Ethicureans out of water: Field trip to the downtown Phoenix market

by @ 9:51 am on 26 November 2006.

phoenix_mktjams.jpg
“I feel like a junkie in a strange town with no drug connection,” confessed Omniho to me a few days ago. I knew exactly what she meant.

My cousin-in-law and I, along with our respective spouses, have been spending the Thanksgiving holiday in the SOLE food desert of Phoenix, alternating large-group meals at chain restaurants with ones composed primarily of Costco wares. (Since the Potato and I were staying at a hotel off by ourselves, I’ve had a few more options than she did, but I’ll be writing about them later.)

We were dying for a fix, and thanks to the internets, we were able to find a dealer. Yesterday morning we arose early and beelined for the farmers market held Saturdays in downtown Phoenix. It was one of those markets where they let in way too many needlepointers and glass-blown ashtray-makers, IMHO, but they had what we were craving: organic produce and locally made products.

I enjoyed browsing the dozens of offerings at Cotton Country Jams, where the Riley family pickles and jars just about everything, including chow-chow (a spicy relish), okra, spiced crab apples, raspberry-jalapeno rhubarb, prickly pear cactus, and choke cherry. The Potato disdainfully commented afterward that he’d noticed that the margarita marmalade’s ingredient list included “margarita mix,” but I decided that was just country ingenuity at work. Despite the fact that my suitcase had been overweight on the way out, forcing me to shift items to my carry-on, I couldn’t resist buying some habanero mango jam, chipotle tomato jam, and mango chutney (excellent in a grilled cheese sandwich, by the way).

At an information stand touting the plethora of products grown in Arizona, I sampled some Starr Ridge crackers and had to have them. Once again ignoring the suitcase problem, I purchased a box of the Asiago cheese variety and one of the plain.

We also bought some “homemade” butter from Butter Divine, in garlic and honey versions. I asked the lady whether her cows were pastured.

“Oh I don’t have cows!” she said. “I use cream from Shamrock Farms and churn it. But it’s no hormone, no antibiotic, free range and stuff.”

Disappointed, we moved on. The Potato said he thought Shamrock Farms was just a big commercial dairy in Arizona, like Berkeley Farms in the Bay Area, and once we looked it up, he was right: it’s a 10,000-cow dairy that flash-pasteurizes its products.

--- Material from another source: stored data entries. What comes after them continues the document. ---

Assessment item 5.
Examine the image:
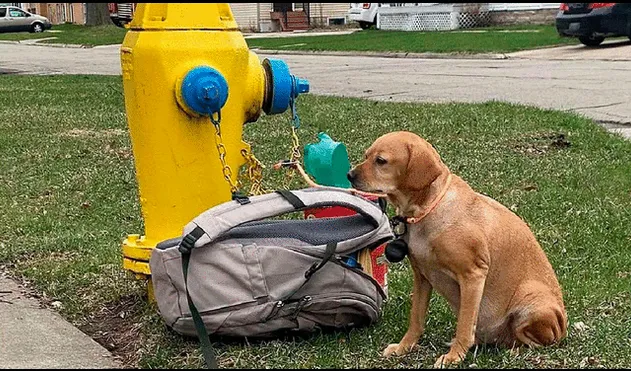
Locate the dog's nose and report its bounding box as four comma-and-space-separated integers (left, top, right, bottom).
347, 170, 356, 183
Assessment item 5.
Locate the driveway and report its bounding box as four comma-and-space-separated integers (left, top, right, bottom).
508, 38, 631, 61
1, 41, 629, 130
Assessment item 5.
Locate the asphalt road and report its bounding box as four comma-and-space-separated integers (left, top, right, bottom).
1, 40, 630, 127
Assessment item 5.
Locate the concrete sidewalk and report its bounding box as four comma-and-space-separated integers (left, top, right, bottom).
0, 273, 120, 369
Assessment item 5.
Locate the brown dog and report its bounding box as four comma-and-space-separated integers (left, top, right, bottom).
347, 131, 567, 368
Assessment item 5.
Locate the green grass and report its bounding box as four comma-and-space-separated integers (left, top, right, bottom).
1, 75, 631, 369
1, 23, 579, 53
0, 27, 54, 41
247, 25, 579, 54
0, 23, 127, 46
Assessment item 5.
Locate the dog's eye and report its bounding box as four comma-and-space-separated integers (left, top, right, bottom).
375, 156, 387, 165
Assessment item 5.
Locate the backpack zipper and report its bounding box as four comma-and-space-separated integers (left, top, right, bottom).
194, 300, 261, 317
263, 300, 285, 321
303, 291, 380, 314
263, 294, 314, 322
290, 296, 312, 319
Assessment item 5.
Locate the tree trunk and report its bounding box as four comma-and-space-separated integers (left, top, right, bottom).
85, 3, 111, 26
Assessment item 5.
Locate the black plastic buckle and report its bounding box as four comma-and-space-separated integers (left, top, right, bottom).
232, 192, 251, 205
178, 233, 197, 255
277, 159, 295, 168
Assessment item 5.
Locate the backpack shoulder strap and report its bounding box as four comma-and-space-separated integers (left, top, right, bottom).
183, 187, 388, 248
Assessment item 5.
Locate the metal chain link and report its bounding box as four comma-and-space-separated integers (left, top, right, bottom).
210, 113, 240, 195
290, 126, 301, 163
209, 94, 304, 196
283, 97, 302, 187
240, 147, 267, 195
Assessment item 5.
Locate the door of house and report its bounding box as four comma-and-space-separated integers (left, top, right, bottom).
273, 3, 294, 13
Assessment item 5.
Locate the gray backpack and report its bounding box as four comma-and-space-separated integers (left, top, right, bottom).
149, 188, 393, 368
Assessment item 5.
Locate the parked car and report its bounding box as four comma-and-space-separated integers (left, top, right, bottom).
556, 3, 631, 46
348, 3, 379, 29
108, 3, 137, 28
0, 6, 51, 33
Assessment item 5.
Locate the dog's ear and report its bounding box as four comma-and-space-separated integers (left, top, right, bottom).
402, 139, 443, 192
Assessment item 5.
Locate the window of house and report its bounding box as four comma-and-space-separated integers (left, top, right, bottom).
328, 17, 346, 26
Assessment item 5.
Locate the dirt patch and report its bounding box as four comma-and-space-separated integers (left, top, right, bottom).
59, 129, 126, 139
104, 142, 133, 160
513, 132, 571, 156
76, 294, 146, 368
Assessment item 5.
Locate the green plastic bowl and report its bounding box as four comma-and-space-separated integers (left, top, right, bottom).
303, 132, 352, 188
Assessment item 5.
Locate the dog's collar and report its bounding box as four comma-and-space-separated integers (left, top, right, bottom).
396, 173, 453, 225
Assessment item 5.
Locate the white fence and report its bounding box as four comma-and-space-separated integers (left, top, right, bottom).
376, 3, 561, 31
377, 3, 492, 32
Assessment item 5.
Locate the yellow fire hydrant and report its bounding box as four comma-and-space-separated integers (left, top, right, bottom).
120, 3, 309, 295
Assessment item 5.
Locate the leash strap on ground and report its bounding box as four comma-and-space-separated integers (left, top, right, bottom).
179, 226, 218, 370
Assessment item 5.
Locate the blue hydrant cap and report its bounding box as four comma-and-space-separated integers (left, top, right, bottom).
294, 77, 310, 95
180, 66, 229, 116
263, 58, 309, 115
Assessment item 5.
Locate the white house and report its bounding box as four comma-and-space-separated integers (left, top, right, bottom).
377, 3, 562, 31
228, 3, 351, 32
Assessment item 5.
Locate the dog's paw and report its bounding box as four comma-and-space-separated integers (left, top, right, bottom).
433, 352, 464, 369
382, 343, 415, 358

They do, however, claim to be rBGH-free and humane, climate-controlled, etc. (Heat is a big issue for Arizona dairies.) It’s been impossible for us to even find rBGH-free half-and-half that doesn’t have weird corn products added to it — unlike Omniho, we haven’t had time to go to the Whole Foods here, so we’ve been reluctantly drinking “shelf-stable” creamer. We’ve also been told by someone who should know that the organic dairies around here are tiny, unable to supply commercial customers, but I think they could probably handle the butter-churning lady’s needs.
Since we didn’t get around to eating it yesterday, dining instead at the market’s organic Indian-food stand (mouth-puckeringly wonderful lemonade with cardamom and black salt) with an adjoining tent and throw pillows, we had the butter for breakfast this morning. It was rich, creamy, and the garlic-and-scallion one was delicious smeared on an olive baguette, also from the farmers market. I decided that on the Ethicurean rating system of Revolting-Bad-OK-Good-Better-Best, which is a sliding scale determined by locale and influenced by tastiness, the butter rated a Good.

I opted not to open the jams, as I’m afraid they’ll then be more likely to spill, but I’ll report back on them — and other culinary adventures from our trip — once we’re at home tomorrow.